What are you going to for your 4th zone? You will have to consider your options if the Denon is only 3 zones. Keep me posted and good luck, you must have a nice new home. Enjoy!


----------



## 4020power (Jul 24, 2011)

Ok that's good to know, since it only supports 3 zones, maybe I'll forget about the garage and just do the porch, gameroom and HT room. Thanks


----------



## kenbola (Jan 24, 2012)

Well, if you want an EASY solution, just get an ABCD speaker selector switch from monoprice or radio shack. You would only need to use the A and B buttons. 
Connect one of the zones to the speaker selector input. Then go OUT to A & B on the speaker selector. 
A & B would always be using the same source, but you could turn A and B on or off as needed. 
Good Luck- Let me know how it turns out- PS- your Yamaha remote would still only operate zones 1-3- You would manually have to use the AB buttons to turn them on or off.


----------



## kenbola (Jan 24, 2012)

Also, Yamaha also makes some nice 3 zone receivers the Aventage series.


----------



## DeuceTrinal (May 7, 2012)

For control, check out Roomie remote - it does what you want, I've heard it works well (no personal experience).
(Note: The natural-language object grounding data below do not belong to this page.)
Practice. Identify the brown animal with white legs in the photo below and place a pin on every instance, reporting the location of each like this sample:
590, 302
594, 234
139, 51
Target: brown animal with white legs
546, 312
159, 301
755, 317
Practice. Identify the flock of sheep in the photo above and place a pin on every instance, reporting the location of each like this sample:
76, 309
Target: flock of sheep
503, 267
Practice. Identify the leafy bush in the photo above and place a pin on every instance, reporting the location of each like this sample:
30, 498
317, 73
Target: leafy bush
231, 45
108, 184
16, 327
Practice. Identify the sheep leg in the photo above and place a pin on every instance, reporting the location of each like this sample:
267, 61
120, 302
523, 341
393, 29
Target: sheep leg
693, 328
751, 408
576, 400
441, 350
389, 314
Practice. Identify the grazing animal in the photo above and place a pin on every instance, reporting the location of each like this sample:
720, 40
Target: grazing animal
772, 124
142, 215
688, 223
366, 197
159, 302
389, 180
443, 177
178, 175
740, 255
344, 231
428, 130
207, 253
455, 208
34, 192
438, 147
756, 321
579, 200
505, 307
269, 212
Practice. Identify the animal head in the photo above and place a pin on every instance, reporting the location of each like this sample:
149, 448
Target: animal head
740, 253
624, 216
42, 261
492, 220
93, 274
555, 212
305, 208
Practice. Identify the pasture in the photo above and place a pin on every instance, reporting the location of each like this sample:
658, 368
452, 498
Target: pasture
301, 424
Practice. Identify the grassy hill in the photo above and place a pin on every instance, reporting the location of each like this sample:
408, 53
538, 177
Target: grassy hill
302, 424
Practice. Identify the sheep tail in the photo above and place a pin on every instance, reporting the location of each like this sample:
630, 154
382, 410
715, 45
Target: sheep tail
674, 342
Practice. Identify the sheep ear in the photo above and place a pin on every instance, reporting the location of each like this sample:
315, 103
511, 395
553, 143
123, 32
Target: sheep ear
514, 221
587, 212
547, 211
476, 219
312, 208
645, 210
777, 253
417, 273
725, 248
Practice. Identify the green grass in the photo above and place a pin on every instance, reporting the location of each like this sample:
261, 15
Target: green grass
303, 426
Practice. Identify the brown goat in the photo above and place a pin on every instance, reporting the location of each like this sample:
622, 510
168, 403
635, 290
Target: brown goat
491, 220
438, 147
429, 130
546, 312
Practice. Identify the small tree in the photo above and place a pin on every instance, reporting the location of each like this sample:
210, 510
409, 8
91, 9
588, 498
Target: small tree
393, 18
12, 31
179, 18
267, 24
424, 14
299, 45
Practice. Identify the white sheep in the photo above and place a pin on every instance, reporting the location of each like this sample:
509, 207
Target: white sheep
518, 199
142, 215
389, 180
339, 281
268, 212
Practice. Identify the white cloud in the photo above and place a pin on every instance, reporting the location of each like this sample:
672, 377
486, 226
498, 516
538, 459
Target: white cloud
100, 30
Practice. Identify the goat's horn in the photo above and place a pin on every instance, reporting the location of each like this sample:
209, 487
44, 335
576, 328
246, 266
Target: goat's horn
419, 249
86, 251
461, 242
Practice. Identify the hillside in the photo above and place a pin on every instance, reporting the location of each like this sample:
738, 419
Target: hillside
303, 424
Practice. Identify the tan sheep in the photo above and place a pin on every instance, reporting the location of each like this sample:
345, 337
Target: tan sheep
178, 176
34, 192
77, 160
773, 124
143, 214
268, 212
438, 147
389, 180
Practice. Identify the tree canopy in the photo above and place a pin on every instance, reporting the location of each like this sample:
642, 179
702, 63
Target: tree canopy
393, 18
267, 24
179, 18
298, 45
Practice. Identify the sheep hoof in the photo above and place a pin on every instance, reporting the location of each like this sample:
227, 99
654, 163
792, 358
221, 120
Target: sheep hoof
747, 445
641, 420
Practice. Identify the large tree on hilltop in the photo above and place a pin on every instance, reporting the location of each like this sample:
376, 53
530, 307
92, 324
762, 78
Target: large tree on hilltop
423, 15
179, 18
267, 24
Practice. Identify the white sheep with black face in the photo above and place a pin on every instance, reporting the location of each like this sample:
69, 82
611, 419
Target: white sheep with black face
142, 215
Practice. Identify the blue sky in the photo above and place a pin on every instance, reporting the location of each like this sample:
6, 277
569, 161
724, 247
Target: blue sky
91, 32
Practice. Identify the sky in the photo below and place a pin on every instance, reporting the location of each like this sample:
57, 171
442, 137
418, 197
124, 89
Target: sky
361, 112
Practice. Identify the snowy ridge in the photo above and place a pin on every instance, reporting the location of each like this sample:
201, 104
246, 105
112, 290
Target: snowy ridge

Run cat 5e (or better - cat 6) throughout the house to place wifi access points. Pull at least two if not more (even better, conduit. Fiber is here already) cat6 and RG6 lines from wherever your modem is going to live to your HT equipment location. Put a conduit from your AVR location to your tv/projector location (at least 1", bigger is better). Conduit from your point of demarcation (place where cable/phone enter the house) to the HT gear location, and possibly to offices/modem locations. 

You can get speaker selectors that are controllable via IR or RS232 that you could use with Roomie. You can get impedance matching speaker selectors that would let you run both rooms at the same time, as well. Check out www.partsexpress.com


----------